Food. Our bodies cannot live without it and start to complain if they need it. How are individuals with anorexia able to repress this natural need so strongly? Psychologist Klaske Glashouwer is investigating this question. She suspects that they are repulsed by their own bodies.
Text: Beau Oldenburg / Photos: Henk Veenstra
Around 5,600 Dutch citizens have anorexia. Klaske Glashouwer works at the Faculty of Behavioural and Social Sciences at the University of Groningen and has been researching this complex psychological disorder for around a decade. In addition, Glashouwer is a mental health psychologist at Accare, where she treats young people who have this eating disorder.
Almost every day, Glashouwer is baffled by how her clients – or, as she prefers to call them, ‘the young people who I treat’ – are able to persevere with eating extremely little. Glashouwer: ‘Eating is a natural need, a basic instinct. If you are hungry, then you want to eat. But apparently, for people with anorexia, this works differently. They are able to repress the need for food for a longer period of time. As a researcher and practitioner, I want to better understand how this is possible.’

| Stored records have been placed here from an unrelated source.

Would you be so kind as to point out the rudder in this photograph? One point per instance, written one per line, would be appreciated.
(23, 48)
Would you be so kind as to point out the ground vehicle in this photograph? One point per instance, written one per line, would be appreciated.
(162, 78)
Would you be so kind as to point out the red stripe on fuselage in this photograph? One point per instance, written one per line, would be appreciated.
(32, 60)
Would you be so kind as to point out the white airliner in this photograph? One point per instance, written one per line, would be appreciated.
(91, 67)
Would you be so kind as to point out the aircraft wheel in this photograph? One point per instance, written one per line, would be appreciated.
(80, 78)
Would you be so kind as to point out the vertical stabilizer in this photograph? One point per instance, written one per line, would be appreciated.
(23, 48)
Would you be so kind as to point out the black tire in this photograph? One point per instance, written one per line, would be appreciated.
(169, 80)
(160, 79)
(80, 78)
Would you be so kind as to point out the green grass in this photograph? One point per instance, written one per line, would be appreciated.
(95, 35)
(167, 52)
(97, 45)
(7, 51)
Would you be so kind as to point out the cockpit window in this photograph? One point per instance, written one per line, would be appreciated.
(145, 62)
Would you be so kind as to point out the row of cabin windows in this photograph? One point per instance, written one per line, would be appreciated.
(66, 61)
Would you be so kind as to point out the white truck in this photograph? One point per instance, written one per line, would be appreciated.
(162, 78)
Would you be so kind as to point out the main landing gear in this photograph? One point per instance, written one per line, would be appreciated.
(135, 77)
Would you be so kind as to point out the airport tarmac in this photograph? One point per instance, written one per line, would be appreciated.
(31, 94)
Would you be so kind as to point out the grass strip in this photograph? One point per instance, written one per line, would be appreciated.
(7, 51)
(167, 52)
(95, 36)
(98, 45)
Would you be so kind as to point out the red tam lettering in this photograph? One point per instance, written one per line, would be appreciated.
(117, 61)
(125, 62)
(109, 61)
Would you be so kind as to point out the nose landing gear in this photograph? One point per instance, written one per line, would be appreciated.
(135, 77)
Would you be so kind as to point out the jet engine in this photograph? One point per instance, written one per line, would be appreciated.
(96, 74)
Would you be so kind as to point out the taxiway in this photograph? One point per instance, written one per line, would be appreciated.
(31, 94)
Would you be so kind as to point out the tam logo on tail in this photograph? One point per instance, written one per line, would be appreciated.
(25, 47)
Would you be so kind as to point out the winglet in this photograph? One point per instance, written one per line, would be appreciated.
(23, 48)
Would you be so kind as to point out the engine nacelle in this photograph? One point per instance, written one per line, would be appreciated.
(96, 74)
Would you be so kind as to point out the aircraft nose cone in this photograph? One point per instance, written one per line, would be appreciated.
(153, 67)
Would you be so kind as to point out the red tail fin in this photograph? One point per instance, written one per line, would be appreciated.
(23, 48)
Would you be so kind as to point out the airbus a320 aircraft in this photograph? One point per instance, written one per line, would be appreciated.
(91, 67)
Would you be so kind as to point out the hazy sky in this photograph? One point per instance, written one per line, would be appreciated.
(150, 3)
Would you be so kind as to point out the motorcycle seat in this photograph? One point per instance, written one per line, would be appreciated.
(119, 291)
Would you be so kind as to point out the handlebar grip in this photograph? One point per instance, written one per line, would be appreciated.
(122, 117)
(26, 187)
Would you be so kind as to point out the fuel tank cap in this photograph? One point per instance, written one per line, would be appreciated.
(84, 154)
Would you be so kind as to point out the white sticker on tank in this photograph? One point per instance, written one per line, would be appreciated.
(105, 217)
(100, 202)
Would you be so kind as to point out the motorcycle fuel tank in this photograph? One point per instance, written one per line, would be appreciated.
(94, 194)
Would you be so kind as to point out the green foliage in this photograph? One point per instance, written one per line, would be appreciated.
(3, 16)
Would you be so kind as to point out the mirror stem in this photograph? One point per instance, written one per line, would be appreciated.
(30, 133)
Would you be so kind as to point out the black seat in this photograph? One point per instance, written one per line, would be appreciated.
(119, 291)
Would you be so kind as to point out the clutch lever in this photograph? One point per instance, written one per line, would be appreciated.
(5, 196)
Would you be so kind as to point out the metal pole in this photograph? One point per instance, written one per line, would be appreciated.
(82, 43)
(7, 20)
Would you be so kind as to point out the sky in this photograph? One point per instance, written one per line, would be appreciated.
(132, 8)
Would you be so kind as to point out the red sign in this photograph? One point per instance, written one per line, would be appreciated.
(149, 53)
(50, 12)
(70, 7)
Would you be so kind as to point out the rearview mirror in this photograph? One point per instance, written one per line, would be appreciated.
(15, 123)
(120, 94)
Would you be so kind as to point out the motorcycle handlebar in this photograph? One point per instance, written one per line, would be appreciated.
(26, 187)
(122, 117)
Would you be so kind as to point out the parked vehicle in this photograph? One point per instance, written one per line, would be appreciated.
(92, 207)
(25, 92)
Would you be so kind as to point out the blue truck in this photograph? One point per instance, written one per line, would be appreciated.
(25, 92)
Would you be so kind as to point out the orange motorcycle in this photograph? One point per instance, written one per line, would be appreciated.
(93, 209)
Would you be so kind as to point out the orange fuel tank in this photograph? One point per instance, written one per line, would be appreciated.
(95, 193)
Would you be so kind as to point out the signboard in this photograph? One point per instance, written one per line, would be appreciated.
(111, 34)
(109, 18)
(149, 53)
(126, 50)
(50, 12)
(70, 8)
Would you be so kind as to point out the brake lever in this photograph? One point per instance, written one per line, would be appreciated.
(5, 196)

Glashouwer suspects that an aversion to the body plays an important role. She bases this suspicion on a study, among other reasons, in which she and her colleagues showed a group of female students photos in which their bodies were made bigger. It appears that the students who had more symptoms of an eating disorder displayed more repulsion towards the manipulated photos.
But what exactly is repulsion? Glashouwer: ‘If you are repulsed, you experience feelings of intense aversion and you have an overwhelming urge to avoid the source of these feelings. It is a sort of biological power that protects us against invisible dangers. Imagine a dirty toilet, for example. If we see that a toilet is dirty, we experience disgust and would rather find another toilet. This protects us from contact with possible pathogens.’
At Accare too, Glashouwer notices that the young people who she treats have an aversion to their own bodies. This is worrying, as you cannot avoid your own body. ‘If the source of your aversion is your own body, you cannot skip over it as is the case with a dirty toilet. Not eating could therefore be a way of changing your body, and reducing or preventing feelings of repulsion.’
In the coming years, Glashouwer wants to research whether virtual reality glasses – glasses through which you see a simulated world – could help to allow individuals with anorexia to deal with their disgust better. ‘With VR glasses, you can allow people with this disorder to get used to what their body would look like if they would be a healthy weight, in a safe manner. It can be seen as a sort of exposure therapy: with VR glasses, you can expose someone to a bigger body in a controlled manner. In reality, it is of course impossible to experiment with body weight in this manner.’
Glashouwer hopes that individuals with anorexia will be less likely to be repulsed by a bigger-looking body if they are repeatedly exposed to this image. Glashouwer: ‘Cleaners who witness a lot of dirty toilets stop being disgusted at some point. I hope that we can achieve the same in people who are repulsed by their own bodies by using VR glasses.’